Neue Standorte bringen fast immer Konflikte mit Anwohnern. Das ist bei Obdachlosenunterkünften nicht anders, wie das Beispiel Schwerin zeigt. Die Linksfraktion ist ohnehin gegen Gemeinschaftsunterkünfte und fordert eine Unterbringung dezentral in Wohnungen. "Wir wollen eine deutliche Verbesserung der Lebenssituation der Flüchtlinge auch in Mecklenburg-Vorpommern", sagt der migrationspolitische Sprecher der Linksfraktion, Hikmat Al-Sabty. "Dazu gehören auch die dezentrale Unterbringung und Sprachförderung von Anfang an."

Doch es scheint keine einheitliche Linie in der Linkspartei zu herrschen. Die Landrätin des Kreises Vorpommern-Greifswald, Barbara Syrbe (Linke), bringt deren Asylbewerber auch in einem zentralen Heim unter.

Auch Michael Silkeit spricht sich für Gemeinschaftsunterkünfte aus: "Gegenseitige Hilfe und Unterstützung sind dort gewährleistet. Dezentrale Unterbringung birgt die Gefahr der Vereinsamung." Gemeinschaftsunterkünfte sollten allerdings in urbanen Wohngegenden mit günstigen Verkehrsverbindungen angesiedelt sein, meint Silkeit. Ohne Teilhabe am gesellschaftlichen Leben sei eine Integration kaum möglich.

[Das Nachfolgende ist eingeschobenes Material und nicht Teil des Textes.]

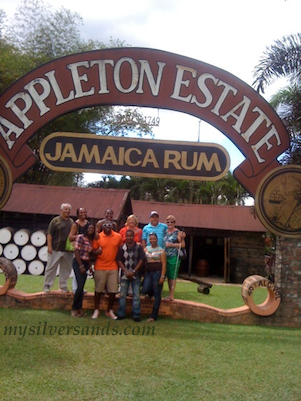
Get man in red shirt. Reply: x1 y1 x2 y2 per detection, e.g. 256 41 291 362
92 221 122 320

Doch das Beispiel Wolgast zeigt, dass ein Miteinander ohne Gespräche mit den Anwohnern nicht funktionier. Silkeit sieht die Komunalpolitik in der Pflicht. "Vorurteile und Ängste muss mit Aufklärung begegnet werden", so Silkeit.

Laut Innenministerium verfügen die zehn Gemeinschaftsunterkünfte über etwa 2260 Plätze. "Die Zahl der Plätze ist allerdings nicht identisch mit der tatsächlich möglichen Belegung. Die Gemeinschaftsunterkünfte werden nur zu rund 75 Prozent aus Rücksicht auf familiäre Beziehungen und ethnische Besonderheiten belegt", sagt Innenministeriumssprecherin Marion Schlender.